As the Grateful Dead said, “what a long, strange trip it’s been!” And it’s only been a month since getting the phone call that my 12-year old son might be a celiac. For anyone who doesn’t know (most of us, I presume), Celiac disease is an auto-immune reaction to the gluten in wheat, barley and rye. It is an inherited condition. This experience has been so crazy that some friends are urging me to blog about it. If it will help someone else going through this, I am happy to share the ups and downs.
So, the backstory is similar to the many stories I’ve read in the internet blogs this past month – My son has had stomach aches, headaches, occasional diarrhea, and is in 10th percentile in weight (75th in height). The symptoms were intermittent. He’s outgoing, athletic and mostly full of energy, who knew? I don’t know if parenting gets easier or if the quality of your decisions improves when you have several kids, but with just one, I do know that everything is a new adventure.
So we mentioned the stomach issues to his pediatrician over time during our visits, but it never seemed to be a consistent problem. A couple of years back, we even had a whole year of not needing to go to the doctor. Amazing in hindsight.
As his headaches and stomach aches worsened this past fall, our pediatrician kicked things into high gear (with a lot of nudging from mom). When the doctor ordered a blood test, she included the antibody test for celiac just because of the intermittent stomach issues in his file. What a godsend! My husband and I don’t know of any family history at all so her expertise and thoroughness really saved the day. In my frustration with how bad my son felt, I’d even tried taking him gluten free and then dairy free for a couple of days. We saw no improvement, but I now realize that’s too short a time. I just thought I’d see some glimmer of improvement trying. But it also validates that mom instincts are good ones.
When I got the doctor’s call about the blood test results, I was shocked. I asked if we should do another test…what if it was a false positive? Do we just immediately jump into such an invasive procedure as an endoscopy for a kid? Turns out you do! We saw a pediatric gastroenterologist within two weeks. During out initial visit, he started right into what celiac is and talking about the procedure. Really? I actually had to back him up to get an explanation of what the blood test results told him. He told us the numbers were high enough to make it relatively certain my son had Celiac disease. To be honest, even if it was overly optimistic, we’d still hoped that this was all a big mistake. Pretty darn depressing to hear otherwise.

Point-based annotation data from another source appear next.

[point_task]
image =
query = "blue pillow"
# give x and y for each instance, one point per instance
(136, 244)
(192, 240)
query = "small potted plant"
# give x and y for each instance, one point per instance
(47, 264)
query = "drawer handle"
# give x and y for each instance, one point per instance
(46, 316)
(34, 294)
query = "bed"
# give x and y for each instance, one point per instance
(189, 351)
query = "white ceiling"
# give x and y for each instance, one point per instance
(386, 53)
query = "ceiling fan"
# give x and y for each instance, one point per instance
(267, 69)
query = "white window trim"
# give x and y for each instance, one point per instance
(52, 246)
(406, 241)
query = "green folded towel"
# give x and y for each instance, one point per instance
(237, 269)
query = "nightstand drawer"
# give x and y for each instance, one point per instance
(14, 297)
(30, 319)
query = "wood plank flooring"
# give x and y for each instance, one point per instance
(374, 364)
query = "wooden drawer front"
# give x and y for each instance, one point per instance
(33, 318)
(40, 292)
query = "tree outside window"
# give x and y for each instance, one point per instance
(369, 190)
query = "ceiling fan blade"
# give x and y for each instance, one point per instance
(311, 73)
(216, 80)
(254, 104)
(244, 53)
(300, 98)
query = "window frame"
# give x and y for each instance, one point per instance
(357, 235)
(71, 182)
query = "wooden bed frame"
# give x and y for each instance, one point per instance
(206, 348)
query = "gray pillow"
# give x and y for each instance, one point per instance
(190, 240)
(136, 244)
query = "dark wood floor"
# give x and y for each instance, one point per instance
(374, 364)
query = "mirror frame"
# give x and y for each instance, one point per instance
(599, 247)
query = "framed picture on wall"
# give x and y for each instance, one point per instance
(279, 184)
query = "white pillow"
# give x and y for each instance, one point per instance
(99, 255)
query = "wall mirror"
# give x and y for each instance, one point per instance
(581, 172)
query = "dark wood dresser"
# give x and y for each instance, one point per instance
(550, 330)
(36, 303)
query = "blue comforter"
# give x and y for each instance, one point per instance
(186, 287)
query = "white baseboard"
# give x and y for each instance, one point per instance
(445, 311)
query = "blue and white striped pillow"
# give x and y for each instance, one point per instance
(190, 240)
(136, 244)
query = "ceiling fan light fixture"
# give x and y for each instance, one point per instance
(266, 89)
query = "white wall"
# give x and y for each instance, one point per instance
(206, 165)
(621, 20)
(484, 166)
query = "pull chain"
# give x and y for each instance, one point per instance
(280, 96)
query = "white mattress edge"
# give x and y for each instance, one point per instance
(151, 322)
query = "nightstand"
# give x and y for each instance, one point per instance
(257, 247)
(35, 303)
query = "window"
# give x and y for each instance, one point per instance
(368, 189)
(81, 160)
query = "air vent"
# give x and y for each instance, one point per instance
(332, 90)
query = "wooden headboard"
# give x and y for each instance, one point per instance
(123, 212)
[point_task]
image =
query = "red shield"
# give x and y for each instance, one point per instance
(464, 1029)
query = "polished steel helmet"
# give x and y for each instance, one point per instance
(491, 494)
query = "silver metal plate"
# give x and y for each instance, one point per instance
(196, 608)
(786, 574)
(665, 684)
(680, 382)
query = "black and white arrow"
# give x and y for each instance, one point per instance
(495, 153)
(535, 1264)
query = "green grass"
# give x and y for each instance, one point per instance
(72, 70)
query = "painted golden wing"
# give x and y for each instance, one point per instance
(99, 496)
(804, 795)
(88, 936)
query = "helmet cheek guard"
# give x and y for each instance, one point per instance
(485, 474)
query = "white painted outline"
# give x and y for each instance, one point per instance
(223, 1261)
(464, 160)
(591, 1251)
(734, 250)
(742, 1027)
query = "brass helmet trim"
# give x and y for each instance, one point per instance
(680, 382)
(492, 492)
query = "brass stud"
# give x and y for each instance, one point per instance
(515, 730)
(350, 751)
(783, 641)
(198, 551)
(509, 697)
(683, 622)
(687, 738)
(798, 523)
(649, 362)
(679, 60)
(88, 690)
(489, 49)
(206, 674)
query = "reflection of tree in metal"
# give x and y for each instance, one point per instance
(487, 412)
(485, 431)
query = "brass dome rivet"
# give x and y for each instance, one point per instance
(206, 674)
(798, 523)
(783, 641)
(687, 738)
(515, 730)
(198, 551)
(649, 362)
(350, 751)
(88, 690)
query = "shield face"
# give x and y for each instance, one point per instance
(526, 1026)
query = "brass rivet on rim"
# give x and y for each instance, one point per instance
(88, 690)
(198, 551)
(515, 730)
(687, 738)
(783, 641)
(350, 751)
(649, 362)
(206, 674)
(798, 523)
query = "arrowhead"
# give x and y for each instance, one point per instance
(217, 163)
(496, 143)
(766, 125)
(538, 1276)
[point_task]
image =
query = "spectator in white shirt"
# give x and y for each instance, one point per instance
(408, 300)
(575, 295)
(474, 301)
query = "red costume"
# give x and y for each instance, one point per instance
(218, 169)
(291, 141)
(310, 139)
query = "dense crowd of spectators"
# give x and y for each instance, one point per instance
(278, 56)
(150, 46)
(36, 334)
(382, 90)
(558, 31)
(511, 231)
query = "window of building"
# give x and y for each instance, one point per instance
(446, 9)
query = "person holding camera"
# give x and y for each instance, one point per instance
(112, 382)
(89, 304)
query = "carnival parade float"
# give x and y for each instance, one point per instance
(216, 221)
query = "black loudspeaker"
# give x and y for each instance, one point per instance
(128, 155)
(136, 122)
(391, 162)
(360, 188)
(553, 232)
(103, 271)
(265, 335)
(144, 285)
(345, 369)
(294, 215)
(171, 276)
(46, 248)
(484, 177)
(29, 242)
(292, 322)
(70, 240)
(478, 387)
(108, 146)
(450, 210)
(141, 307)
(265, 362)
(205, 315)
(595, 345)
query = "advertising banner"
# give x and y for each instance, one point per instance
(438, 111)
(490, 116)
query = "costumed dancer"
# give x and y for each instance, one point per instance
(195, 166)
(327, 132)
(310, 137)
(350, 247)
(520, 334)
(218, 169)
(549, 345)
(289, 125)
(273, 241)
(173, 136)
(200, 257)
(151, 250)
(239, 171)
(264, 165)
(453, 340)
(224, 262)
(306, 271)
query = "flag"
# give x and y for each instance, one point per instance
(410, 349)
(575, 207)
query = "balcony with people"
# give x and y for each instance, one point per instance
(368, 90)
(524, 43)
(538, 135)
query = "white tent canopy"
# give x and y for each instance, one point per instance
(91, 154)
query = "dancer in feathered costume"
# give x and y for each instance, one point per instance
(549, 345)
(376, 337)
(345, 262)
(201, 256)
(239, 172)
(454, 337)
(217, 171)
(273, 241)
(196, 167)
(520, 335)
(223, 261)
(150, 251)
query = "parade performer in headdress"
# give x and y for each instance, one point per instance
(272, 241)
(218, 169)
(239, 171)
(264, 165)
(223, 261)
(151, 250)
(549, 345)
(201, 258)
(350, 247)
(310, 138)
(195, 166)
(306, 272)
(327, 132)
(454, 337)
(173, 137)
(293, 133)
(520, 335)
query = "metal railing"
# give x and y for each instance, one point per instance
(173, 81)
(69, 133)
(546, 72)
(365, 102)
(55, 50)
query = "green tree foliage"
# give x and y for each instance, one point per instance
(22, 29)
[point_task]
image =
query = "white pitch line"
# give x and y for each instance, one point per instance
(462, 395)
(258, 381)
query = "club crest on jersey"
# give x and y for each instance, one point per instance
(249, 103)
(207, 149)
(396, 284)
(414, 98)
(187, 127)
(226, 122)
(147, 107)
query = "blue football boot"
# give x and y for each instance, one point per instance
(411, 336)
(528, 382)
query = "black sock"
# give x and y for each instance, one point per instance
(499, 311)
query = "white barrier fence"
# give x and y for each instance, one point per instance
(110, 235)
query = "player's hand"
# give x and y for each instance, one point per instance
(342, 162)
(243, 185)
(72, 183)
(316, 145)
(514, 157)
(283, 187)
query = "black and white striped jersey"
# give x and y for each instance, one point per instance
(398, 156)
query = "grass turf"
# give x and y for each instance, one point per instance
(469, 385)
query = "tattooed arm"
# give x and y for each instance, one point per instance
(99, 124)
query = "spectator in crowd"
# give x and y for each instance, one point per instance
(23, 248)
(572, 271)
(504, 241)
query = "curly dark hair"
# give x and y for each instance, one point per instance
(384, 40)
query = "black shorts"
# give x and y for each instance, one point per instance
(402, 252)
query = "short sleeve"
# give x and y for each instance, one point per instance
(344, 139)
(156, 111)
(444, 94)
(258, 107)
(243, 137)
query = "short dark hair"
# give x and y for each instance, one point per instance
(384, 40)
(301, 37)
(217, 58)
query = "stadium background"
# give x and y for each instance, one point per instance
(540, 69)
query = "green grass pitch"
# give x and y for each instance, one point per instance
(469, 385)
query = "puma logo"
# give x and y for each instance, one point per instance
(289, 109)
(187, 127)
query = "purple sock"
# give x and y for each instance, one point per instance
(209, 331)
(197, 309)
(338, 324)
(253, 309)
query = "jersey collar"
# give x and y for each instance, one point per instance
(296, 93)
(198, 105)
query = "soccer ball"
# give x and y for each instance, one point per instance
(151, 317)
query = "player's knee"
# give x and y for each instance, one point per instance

A big learning and yet another frustration was that you have to keep your kid on the evil gluten until the endoscopy procedure. It makes sense that the irritant has to be there to be detected, but it’s mighty hard to watch your kid struggle with stomach aches and headaches for two more weeks while waiting.
The endoscopy involved sedation, a hospital and many doctors and nurses asking my son lots of questions. The procedure confirmed Celiac. My son went gluten-free (as much as I can make a sure that things are that perfect – more on this later!) on January 11, 2011. It’s been two weeks. His stomach ache is just now starting to lessen (we talk scales of 1 to 10. 1 is ‘I feel something” and 10 is “Put me in the hospital.” We are down from 8 to 6 on the stomach ache) but the headaches are still just as bad. We did a brain MRI two days ago and are hoping for good results. The headaches could indicate some type of vascular response or calcification in the brain, if I understood the doctor. Fingers crossed! I don’t even know what that will mean if they find it.
One of the biggest struggles so far is trying to keep some level of normality around eating. Boy, that’s an understatement! I like to cook so dinner at home is easy with meats, a veg and a gluten free starch like potatoes, rice or sweet potatoes. Breakfast is fairly easy, but we are missing some easy, starchy choices like my son’s favorite cereals, biscuits and donuts. Lunch at school is hard. If it’s not fast, easy to handle and good, it just won’t get eaten. And dinner out is impossible so far. Not a good experience, but I am asking tons of questions at every restaurant we pass. “Take out food” from approved sources is less impossible. We have a couple of restaurants locally that support gluten free eating. (More on all this meal stuff later, too.)
Because of these challenges, we thought we would share a product evaluation and/or recipe each time we write. Did I mention I would be including my son’s viewpoint too? I figure the mom perspective is important but I KNOW the kid perspective is. If he won’t eat it, it doesn’t matter how good I think it is! J
Fumbling Mom Product of the day:
Kinnikinnick Foods K(inni)Toos Vanilla Sandwich Crème Cookies (K-Toos)
Mom rating: 10 of 10 (just because it made my son feel normal to pig out on yummy cookies.)
Kid rating: 10 of 10 – yummy cookies – what could be better?!